O cenário em que essa nova tirania floresce é o que o autor chama de “Somália digital”: um Estado falido onde não há instituições funcionais nem leis efetivas. “Onde a lei é feita pelos senhores da guerra, por quem é mais forte e mais violento”, diz ele. Nesse ambiente, a promessa de ação rápida e de “milagres” — contornando as regras impostas pelas elites dominantes — torna-se irresistível para populações que enxergam os sistemas tradicionais como travados e ineficazes.
É natural, como em tudo na vida, que a inteligência artificial (IA) desponte como cola dessas relações entre quem manda e quem obedece. Da Empoli voa alto, ao passear pela literatura. “A IA é uma tecnologia borgiana, que não persuade, ela sidera — isto é, paralisa ou domina”, afirma. Trata-se, portanto, de ferramenta que cimenta ainda mais a autocracia que nasceu do voto e, ancorada no populismo sem freio, parece que vai ditar por muito tempo ainda os humores da civilização.
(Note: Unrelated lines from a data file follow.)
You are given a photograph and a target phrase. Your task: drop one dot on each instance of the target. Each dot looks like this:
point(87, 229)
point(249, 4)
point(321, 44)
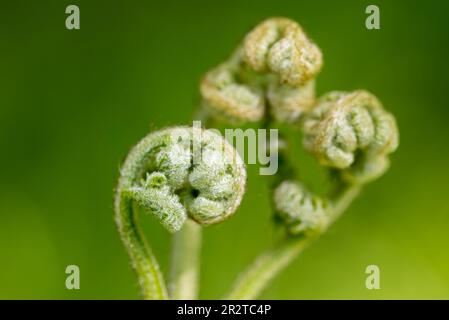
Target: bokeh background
point(73, 102)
E o Brasil nessa história? Da Empoli, atento ao noticiário recente, identifica o país como um “exemplo quase único” de resistência diante da pressão de Trump, que tentou dissuadir as instituições de julgar o ex-presidente Bolsonaro e de regulamentar as plataformas tecnológicas — atitudes que, segundo ele, “honram o sistema brasileiro”, sugerindo termos desenvolvido algum tipo de “anticorpo político”. Seria a tal “química” ou a “petroquímica inteira” a que se referiram Trump e Lula, depois de se esbarrarem nos corredores da ONU? O Brasil, aliás, não entra do nada na cabeça de Da Empoli: torcedor da Roma, aprendeu a vibrar com o mítico clube durante “a grande temporada de Falcão”, de 1980 a 1985. O futebol talvez seja uma de suas poucas válvulas de escape do cotidiano intelectual.
Leitor voraz, Da Empoli confessa não conseguir separar trabalho de hobby. “Não sou capaz de dizer se trabalho sempre ou não trabalho nunca”, admite, revelando que tem a sorte de gostar do que faz. No momento, está relendo Graham Greene, que considera “um escritor maravilhoso”. Sua produção inclui ensaios e romances aplaudidos, como O Mago do Kremlin, inspirado em Putin, que soa como ficção, mas pode não ser. Está lá, na frase de um dos personagens, ao modo maquiavélico: “Se seu amigo morreu, não o enterre. Fique um pouco afastado e espere. Os abutres virão e você fará um monte de amigos novos”.